Almost – Part 2
I shift my gaze from her, back to the building. I can’t help but feel inclined to agree, this place looks abandoned- like it hasnt’ been touched in a decade. Rose nods. She turns to a passing person and asks them about the building. Evidently, it was an orphanage directed by a woman who died around ten years ago. Upon her passing there was no one to maintain it and the children were scattered to the winds by basically anyone who would take them. I don’t think Talim would have sent us here on a wild goose chase though. So I decide to find myself a way in.
It was surprisingly easy once I started to ignore the other’s protest. The front door swung open, albeit with required force. An aroma of mold and dust hits me but I ignore it, after a small cough, and step in. I make my way deeper into the dimly lit house using the windows as guidance. As we make our way to what appears to be the lobby, Rose gradually gets closer and closer to me. By the time we reach some kind of front desk she has a death grip on my arm.
The sound of something falling to our side causes her to let out a yelp and latch onto me harder. Mimi lets out a laugh and apologizes. It looks like she knocked over an old vase. “I’m surprised to see you’re such a scaredy cat Rose,” I tease.

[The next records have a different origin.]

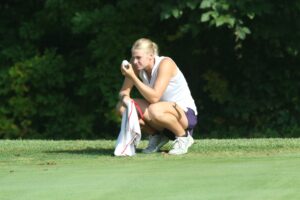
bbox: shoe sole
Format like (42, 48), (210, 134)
(142, 140), (169, 154)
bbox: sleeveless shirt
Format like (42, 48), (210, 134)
(139, 56), (197, 115)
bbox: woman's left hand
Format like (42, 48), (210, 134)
(121, 64), (135, 79)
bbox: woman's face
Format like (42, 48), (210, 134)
(131, 49), (153, 71)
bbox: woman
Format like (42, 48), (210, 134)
(117, 38), (197, 155)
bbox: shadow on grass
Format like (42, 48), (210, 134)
(45, 148), (114, 156)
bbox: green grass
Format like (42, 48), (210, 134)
(0, 139), (300, 200)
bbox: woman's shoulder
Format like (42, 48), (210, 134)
(159, 57), (177, 75)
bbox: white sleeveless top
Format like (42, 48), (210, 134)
(139, 56), (197, 115)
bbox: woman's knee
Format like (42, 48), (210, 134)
(148, 104), (164, 121)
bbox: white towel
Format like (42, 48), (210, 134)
(114, 100), (141, 156)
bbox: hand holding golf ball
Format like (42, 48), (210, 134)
(121, 60), (135, 78)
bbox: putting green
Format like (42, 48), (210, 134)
(0, 141), (300, 200)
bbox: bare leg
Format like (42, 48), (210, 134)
(146, 102), (188, 137)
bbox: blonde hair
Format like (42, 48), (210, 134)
(131, 38), (159, 56)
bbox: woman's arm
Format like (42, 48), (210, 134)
(124, 58), (177, 103)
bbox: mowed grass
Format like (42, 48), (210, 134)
(0, 139), (300, 200)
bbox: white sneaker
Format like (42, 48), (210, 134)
(169, 137), (190, 155)
(142, 134), (169, 153)
(187, 132), (194, 147)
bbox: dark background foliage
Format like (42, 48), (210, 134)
(0, 0), (300, 139)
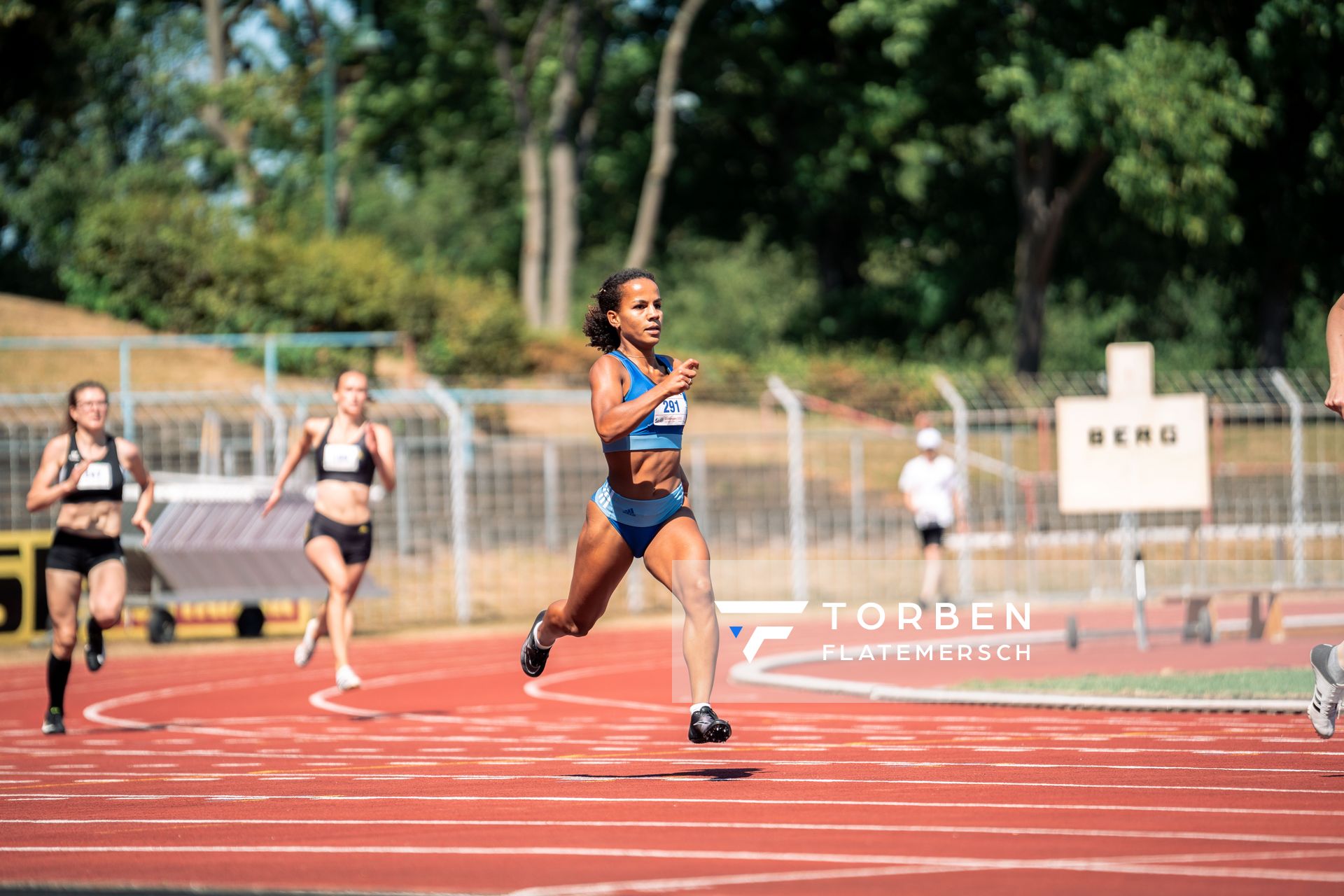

“I don’t know what you’re talking about,” she bluffs.
But it loses all effect as Mimi pops up right in front of her and she screams. Mimi starts laughing hysterically and Rose musters the hardest glare she possibly can at Mimi. I’m doing my best to keep from laughing too but it’s so hard. She’s so cute. While Mimi fends for her life against Rose, I make way upstairs. The stairs creak beneath my weight and threaten to give out from under me.
I move down a hallway lit with nothing but a single dusty window at the end of it. I drag my fingers across the wall with each deliberate step. The dust caked on the wall colors my fingers and the floor in equal measure. I come to a door on my right and open it. Inside appears to have been a room someone lived in. It was barren now, giving little indication that it wasn’t always the case.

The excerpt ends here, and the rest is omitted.